Divagações: La La Land

Contar histórias é a arte de criar sonhos compartilhados sem a necessidade de ninguém estar dormindo. Como Los Angeles é uma cidade para o...

Contar histórias é a arte de criar sonhos compartilhados sem a necessidade de ninguém estar dormindo. Como Los Angeles é uma cidade para onde as pessoas vão quando estão perseguindo um sonho bem específico (ganhar a vida fazendo filmes), esse é um cenário simplesmente natural para o cinema.
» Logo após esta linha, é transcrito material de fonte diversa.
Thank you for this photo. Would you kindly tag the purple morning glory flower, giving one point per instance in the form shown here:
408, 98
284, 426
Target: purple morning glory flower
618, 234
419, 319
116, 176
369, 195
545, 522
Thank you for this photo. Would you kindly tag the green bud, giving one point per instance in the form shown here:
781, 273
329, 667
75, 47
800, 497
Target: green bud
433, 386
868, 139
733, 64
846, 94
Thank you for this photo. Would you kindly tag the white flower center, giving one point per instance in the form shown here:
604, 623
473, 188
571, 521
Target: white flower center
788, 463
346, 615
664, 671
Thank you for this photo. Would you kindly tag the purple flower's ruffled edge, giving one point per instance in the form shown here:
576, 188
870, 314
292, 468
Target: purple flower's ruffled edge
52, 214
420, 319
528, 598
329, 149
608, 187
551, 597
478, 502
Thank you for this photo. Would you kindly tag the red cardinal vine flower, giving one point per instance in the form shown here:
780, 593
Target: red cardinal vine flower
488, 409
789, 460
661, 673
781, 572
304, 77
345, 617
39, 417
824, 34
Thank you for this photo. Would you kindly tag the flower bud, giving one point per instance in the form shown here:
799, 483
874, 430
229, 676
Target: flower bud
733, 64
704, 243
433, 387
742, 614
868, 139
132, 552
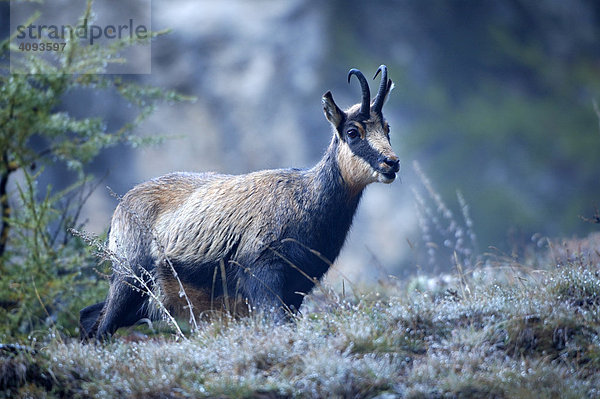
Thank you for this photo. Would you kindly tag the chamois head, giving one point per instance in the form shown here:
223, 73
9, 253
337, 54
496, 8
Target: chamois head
364, 151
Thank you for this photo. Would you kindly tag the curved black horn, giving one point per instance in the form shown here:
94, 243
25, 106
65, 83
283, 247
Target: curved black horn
383, 88
365, 107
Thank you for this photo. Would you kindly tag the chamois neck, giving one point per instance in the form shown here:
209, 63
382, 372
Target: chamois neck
328, 174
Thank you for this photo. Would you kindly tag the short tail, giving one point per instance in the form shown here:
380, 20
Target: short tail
89, 319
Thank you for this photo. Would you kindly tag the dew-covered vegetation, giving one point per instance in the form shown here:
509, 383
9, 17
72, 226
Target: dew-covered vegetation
497, 326
516, 332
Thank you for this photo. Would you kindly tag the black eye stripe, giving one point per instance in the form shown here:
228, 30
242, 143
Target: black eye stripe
363, 149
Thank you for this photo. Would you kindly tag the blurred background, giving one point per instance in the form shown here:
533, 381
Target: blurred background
493, 99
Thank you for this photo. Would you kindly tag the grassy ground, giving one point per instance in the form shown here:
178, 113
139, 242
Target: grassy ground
502, 330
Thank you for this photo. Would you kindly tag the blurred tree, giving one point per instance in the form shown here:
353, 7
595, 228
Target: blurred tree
45, 273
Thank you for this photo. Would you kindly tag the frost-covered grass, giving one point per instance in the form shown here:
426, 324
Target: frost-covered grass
502, 331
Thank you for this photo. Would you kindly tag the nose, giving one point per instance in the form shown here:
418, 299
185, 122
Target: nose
393, 162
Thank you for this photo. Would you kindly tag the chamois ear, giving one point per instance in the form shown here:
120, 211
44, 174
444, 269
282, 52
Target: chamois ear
332, 112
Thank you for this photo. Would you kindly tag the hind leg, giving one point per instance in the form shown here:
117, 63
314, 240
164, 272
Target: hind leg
124, 306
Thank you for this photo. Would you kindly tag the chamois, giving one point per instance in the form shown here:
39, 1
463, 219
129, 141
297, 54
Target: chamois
262, 239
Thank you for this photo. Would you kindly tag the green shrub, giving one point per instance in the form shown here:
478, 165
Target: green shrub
46, 274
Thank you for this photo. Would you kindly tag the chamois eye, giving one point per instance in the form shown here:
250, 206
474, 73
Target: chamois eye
352, 133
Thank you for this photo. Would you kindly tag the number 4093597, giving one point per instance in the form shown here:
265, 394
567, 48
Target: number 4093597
42, 46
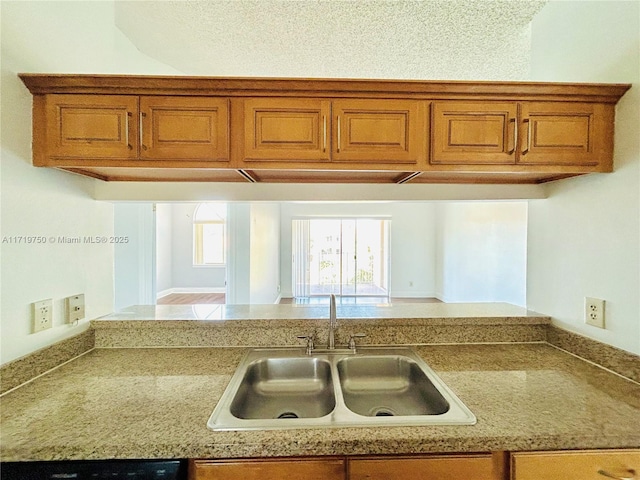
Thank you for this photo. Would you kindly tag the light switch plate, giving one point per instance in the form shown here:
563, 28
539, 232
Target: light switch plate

Já vimos isso muitas vezes e em diversas roupagens, com paisagens ensolaradas, uma boa dose de poeira, finais felizes, rios de lágrimas, crimes, cores, sons ou nada disso.

La La Land é mais um exercício sobre o mesmo tema – e o filme não apenas sabe disso como resolve se aproveita dessa tradição. Há referências por todos os lados e um verdadeiro amor pela ideia de perseguir sonhos e vê-los se realizando ou se quebrando. Tudo faz parte de um processo nostálgico, retratado de uma forma inocente e praticamente ingênua. Como formato, um musical é realmente o modo mais adequado de transformar esse filme sobre sonhos em, bem, um sonho realizado.

Mia (Emma Stone) é uma aspirante a atriz que está ganhando a vida como atendente em um café, intercalando trabalho e audições infrutíferas. Sebastian (Ryan Gosling) é um pianista que quer abrir um clube de jazz. Os dois acabam se cruzando aleatoriamente em mais de uma ocasião. A curiosidade sobre a outra pessoa acaba se transformando em algo mais à medida que os dois se conhecem melhor e passam a compartilhar suas jornadas.

Com músicas animadas – crédito para Justin Hurwitz, que ainda deve ganhar muitos prêmios esse ano –, danças divertidas e uma boa dose de romance, La La Land tem a fórmula clássica para se transformar em um filme irresistível. Não é à toa que a produção, tecnicamente muito caprichada, conseguiu bater o número recorde de prêmios na última edição dos Golden Globes e segue nessa temporada como uma das favoritas para o Oscar. Afinal, o filme é uma versão atualizada de Hollywood, sendo assumidamente irreal, mas feito da mesma matéria-prima com que se fabricam os sonhos.

Para o público atual – que, até pouco tempo, parecia comprometido com um realismo violento e escuro –, esse longa-metragem traz aquele ar nostálgico e agridoce que está em alta em diversas mídias. A estética é acompanhada por figurinos absolutamente adoráveis, menções a filmes antigos e um estilo de filmagem fiel aos musicais dos anos 1940 e 1950, sem cortes durante os números. É praticamente um decreto pelo fim da ‘era do videoclipe’, com sua montagem frenética e seu imediatismo.

Dessa forma, La La Land acerta diretamente em uma demanda latente. O público quer se divertir, quer criar uma empatia com os personagens e quer poder ‘voltar aos bons tempos’. O filme desvia de questões políticas e econômicas, focando em uma felicidade que depende apenas de esforço pessoal e do destino. Sem forçar uma moral, a produção traz um mundo onde eleitores de Hillary, Trump, Aécio e Dilma gostariam de estar vivendo. Mas mesmo nesse contexto alienado, há algo no trabalho do diretor e roteirista Damien Chazelle que deixa claro que há um preço a se pagar. E é aí que mora aquela nota dissonante que faz desse um filme particularmente sensível.

Mas não se preocupe com o que acontece além da projeção. Ao final, você vai sair da sala de cinema com vontade de dançar e murmurando algumas canções (provavelmente City of Stars). Vai ter vontade de retomar aquele projeto, de cantar, de dançar, de escrever, de atuar, de pintar. La La Land é esse tipo de filme.